Lama ingin membuat semua sejarah itu sebagai bagian dari pesan darinya ketika dia membelot pada Juni 2013 setelah beberapa bulan persiapan dengan Tentara Pembebasan Suriah.
Lama Ahamd memandang kasusnya sebagai contoh bagi banyak pendukung rezim yang salah arah atau tertipu.
“Saya belum mendengar tentang apa yang terjadi di Tal al-Zaatar, sebuah kamp pengungsi Palestina di mana pasukan Assad melakukan pembantaian terhadap warga Palestina pada bulan Agustus 1976, sampai tahun 2000. Itu adalah kejutan pertama saya,” ujarnya dikutip Orient Net dari Al-Quds Al-Araby Selasa (12/04/2016).
Lama kemudian menjelaskan suasana di mana ia dibesarkan.
“Ayah saya adalah menteri informasi Assad selama sepuluh tahun – antara tahun 1973 dan 1983 – foto Hafez Assad di atas kepala kami di rumah. Sulit dipercaya bahwa teladan Anda dalam kehidupan sebenarnya seorang penjahat. ”
“Pertanyaan pertama saya muncul ketika saya adalah seorang mahasiswa di Universitas Damaskus di mana saya belajar di Fakultas Perdagangan. Profesor kami kemudian adalah Prof. Aref Dalila, ekonom Suriah yang terkenal, yang membantu kami menemukan fakta-fakta baru. Prof. Dalila mengatakan pada saya: “Anda membela penjahat.” Dia menceritakan kepada saya tentang Tal al Zaatar untuk pertama kalinya, “kata Lama.
Setelah kejadian itu, Lama pergi ke arsip ayahnya, pria yang selalu ia percaya, Saya menemukan bahwa ia menulis, mereka melakukan kesalahan yang mengerikan di Tal al-Zaatar. Kemudian ketika Lama bekerja di kementerian luar negeri, ia menyadari gambaran nyata dari rezim Assad. Dia menemukan bahwa korupsi adalah suatu proses yang sistematis dan sadar bahwa dia memiliki dua pilihan saja: baik bekerja dengan jaringan mafia dari rezim atau pindah.
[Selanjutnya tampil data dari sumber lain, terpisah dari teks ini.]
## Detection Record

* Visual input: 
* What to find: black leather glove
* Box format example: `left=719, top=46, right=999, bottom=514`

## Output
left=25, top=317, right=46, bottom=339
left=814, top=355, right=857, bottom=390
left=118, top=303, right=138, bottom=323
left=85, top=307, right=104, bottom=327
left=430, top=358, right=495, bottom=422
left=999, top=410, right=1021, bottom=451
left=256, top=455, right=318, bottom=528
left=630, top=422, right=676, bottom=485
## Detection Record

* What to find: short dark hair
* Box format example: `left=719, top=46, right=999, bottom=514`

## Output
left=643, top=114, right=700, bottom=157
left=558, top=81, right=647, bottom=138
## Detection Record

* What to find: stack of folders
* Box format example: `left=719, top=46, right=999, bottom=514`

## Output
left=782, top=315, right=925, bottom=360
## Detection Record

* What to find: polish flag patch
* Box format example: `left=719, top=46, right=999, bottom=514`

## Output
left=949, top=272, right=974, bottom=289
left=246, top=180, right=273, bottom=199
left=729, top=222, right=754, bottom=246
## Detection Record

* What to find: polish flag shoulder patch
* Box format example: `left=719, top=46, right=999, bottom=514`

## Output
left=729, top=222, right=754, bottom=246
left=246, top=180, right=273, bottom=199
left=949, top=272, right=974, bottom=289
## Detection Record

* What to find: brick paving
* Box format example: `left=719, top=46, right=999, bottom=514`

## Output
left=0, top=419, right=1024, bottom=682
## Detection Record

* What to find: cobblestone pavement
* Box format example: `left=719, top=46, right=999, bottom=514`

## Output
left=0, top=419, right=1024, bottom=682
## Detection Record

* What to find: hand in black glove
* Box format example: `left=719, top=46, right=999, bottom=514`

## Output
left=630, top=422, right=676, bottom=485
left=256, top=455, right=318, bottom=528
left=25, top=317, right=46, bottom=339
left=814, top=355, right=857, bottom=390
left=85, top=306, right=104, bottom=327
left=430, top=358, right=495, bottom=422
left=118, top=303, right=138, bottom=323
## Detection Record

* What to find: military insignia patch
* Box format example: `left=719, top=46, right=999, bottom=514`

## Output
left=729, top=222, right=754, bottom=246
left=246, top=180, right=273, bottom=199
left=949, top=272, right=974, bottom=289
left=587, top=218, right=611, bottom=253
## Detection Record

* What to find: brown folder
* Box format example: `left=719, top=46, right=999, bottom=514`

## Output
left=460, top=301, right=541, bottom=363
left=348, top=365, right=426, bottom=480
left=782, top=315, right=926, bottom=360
Lama meneruskan kisahnya yang dimulai dengan Arab Spring. Dia berkata pada dirinya sendiri, ketika dia dulu berada di Kingdom of Silence, bahwa ia akan bertekad untuk bergabung dengan pemberontakan apa saja di Suriah jika terjadi di sini.
Lari dari pekerjaannya selalu merupakan sebuah pilihan namun hal tersebut menakutkan karena siapa saja yang mungkin melakukan hal itu akan dikenakan tuntutan.
“Mata pemantauan rezim itu terbuka lebar,” tambah Lama.
“Saya dulu tinggal di lingkungan Yusuf al-Azma. Saya harus menyetir mobil sehari-hari dekat persimpangan Darayya dan Muadamiyah. Saya tidak membesar-besarkan jika saya mengatakan bahwa selalu ada mayat baru yang tergeletak di jalan setiap hari. Kami tidak bisa berbuat apa-apa. Kami hanya melaju pergi, ” kata Lama sementara air mata menetes dari matanya.
Lama, dirinya, menjadi saksi dua pembantaian yang terjadi di dekatnya rumahnya. Yang pertama terjadi di Jdaidet al-Fadl dan yang kedua di Jdaidet Artouz pada bulan Agustus 2012.
“Ya, saya menyaksikan mereka. Darah masih ada di atas tanah, “kata Lama.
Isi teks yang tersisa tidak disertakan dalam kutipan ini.